Caching Auth Tokens with Distributed Refresh
Ever been in this situation? You make an innocuous change to your authentication logic only to realize upon deploy that it invalidated all your users’ sessions. Even worse, they’re all trying to reauthenticate at once. So now every client is trying to re-authenticate to your system at the same time. Worse still, your authentication re-auth logic means you’re going to have a thundering herd problem every 5 minutes when the clients request new credentials.
Maybe this scenario resonates; maybe it doesn’t. It definitely resonates with us at Salesloft because a few years ago this is exactly what happened. We made a seemingly innocent change to our IdP microservice which caused every user session in our main frontend SPA to try to re-auth at the same time, requesting a new JWT token from our IdP service. It almost brought down our entire system. The token refresh logic at the time was set to refresh every 5 minutes. Not only did we almost bring down our system, but we were doing so every 5 minutes because now all users were on the exact same refresh interval. Thanksfully, we deployed an immediate fix and stabilized the system. But knew we could improve the refresh logic to prevent thundering herd problems in the future.
The work I’m about to walk through was done by Steve Bussey and Matt Thompson so while I get to share this helpful pattern, the implementation is theirs. Thanks fellas!
Our exact implementation is tightly tied to our particular setup so I’ve generalized and simplified it with before/after comparisons. Here is what the token fetching logic looked like prior to the change:
We’re using the node-cache
library because it has a built-in TTL capability that uses wall-clock time checks instead of setTimeout
1. When getToken
is called, it checks for a non-stale token in the cache. If there is one, we return it immediately. If not, we fetch a new one, cache it for 5 minutes, and return it.

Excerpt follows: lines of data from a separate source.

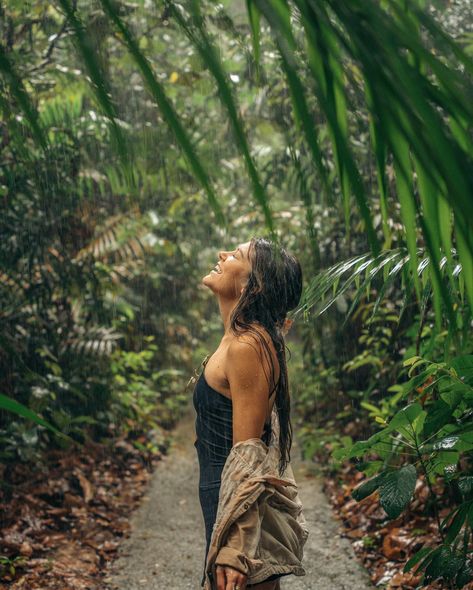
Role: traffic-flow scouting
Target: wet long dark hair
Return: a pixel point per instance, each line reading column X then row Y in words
column 274, row 288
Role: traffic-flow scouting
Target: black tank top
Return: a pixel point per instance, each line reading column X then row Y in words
column 213, row 425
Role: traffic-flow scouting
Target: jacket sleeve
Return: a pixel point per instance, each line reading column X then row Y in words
column 241, row 543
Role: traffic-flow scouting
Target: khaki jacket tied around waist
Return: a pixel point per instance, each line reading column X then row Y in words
column 260, row 528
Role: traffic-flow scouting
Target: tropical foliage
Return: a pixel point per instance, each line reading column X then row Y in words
column 341, row 128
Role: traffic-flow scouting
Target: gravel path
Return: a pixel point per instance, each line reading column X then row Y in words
column 167, row 544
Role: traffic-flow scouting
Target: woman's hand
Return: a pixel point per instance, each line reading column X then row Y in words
column 228, row 578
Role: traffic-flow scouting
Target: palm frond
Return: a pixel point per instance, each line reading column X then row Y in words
column 357, row 275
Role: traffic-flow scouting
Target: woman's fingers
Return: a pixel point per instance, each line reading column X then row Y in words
column 234, row 578
column 221, row 578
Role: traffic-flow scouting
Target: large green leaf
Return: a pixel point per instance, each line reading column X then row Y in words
column 397, row 489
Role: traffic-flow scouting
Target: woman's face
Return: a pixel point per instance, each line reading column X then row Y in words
column 230, row 275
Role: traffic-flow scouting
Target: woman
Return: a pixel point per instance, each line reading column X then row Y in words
column 256, row 285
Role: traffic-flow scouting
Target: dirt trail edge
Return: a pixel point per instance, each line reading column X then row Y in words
column 166, row 546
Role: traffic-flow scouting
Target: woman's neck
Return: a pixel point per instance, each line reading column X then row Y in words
column 226, row 308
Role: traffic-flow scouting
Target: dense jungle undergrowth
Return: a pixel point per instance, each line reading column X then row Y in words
column 138, row 139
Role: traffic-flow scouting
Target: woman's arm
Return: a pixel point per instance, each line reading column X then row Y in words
column 249, row 386
column 248, row 373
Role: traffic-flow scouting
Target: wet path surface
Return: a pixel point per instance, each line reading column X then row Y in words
column 167, row 544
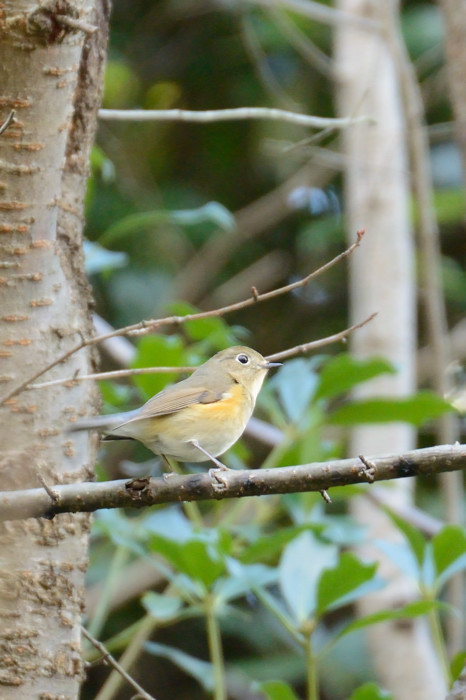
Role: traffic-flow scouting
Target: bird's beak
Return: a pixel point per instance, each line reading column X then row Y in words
column 269, row 365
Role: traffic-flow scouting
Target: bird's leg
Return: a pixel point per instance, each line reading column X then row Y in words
column 171, row 470
column 220, row 467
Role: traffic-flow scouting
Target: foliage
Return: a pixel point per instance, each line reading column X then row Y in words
column 181, row 217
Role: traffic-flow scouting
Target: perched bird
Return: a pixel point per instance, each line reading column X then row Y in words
column 200, row 417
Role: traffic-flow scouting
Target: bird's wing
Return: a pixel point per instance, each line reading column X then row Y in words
column 176, row 397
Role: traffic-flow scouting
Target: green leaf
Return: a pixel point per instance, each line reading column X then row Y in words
column 200, row 670
column 99, row 259
column 417, row 609
column 449, row 552
column 158, row 351
column 212, row 212
column 213, row 329
column 243, row 579
column 196, row 558
column 416, row 410
column 370, row 691
column 457, row 663
column 169, row 520
column 268, row 547
column 415, row 538
column 402, row 556
column 276, row 690
column 348, row 580
column 295, row 383
column 302, row 563
column 162, row 607
column 342, row 373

This worked fine until the authentication issue I mentioned at the start. Turns out we needed to add some jitter to the refresh interval. Instead of refreshing every five minutes, we wanted it to refresh randomly between 50% and 90% of the JWT’s expiration time – ours is 10 minutes which makes the math easy. This randomness would ensure that any large spikes in initial traffic after an authentication change would immediately smooth out, leading to an even distribution over time.
Here is the updated code:
The big difference here is the getCacheTTLInSeconds(token)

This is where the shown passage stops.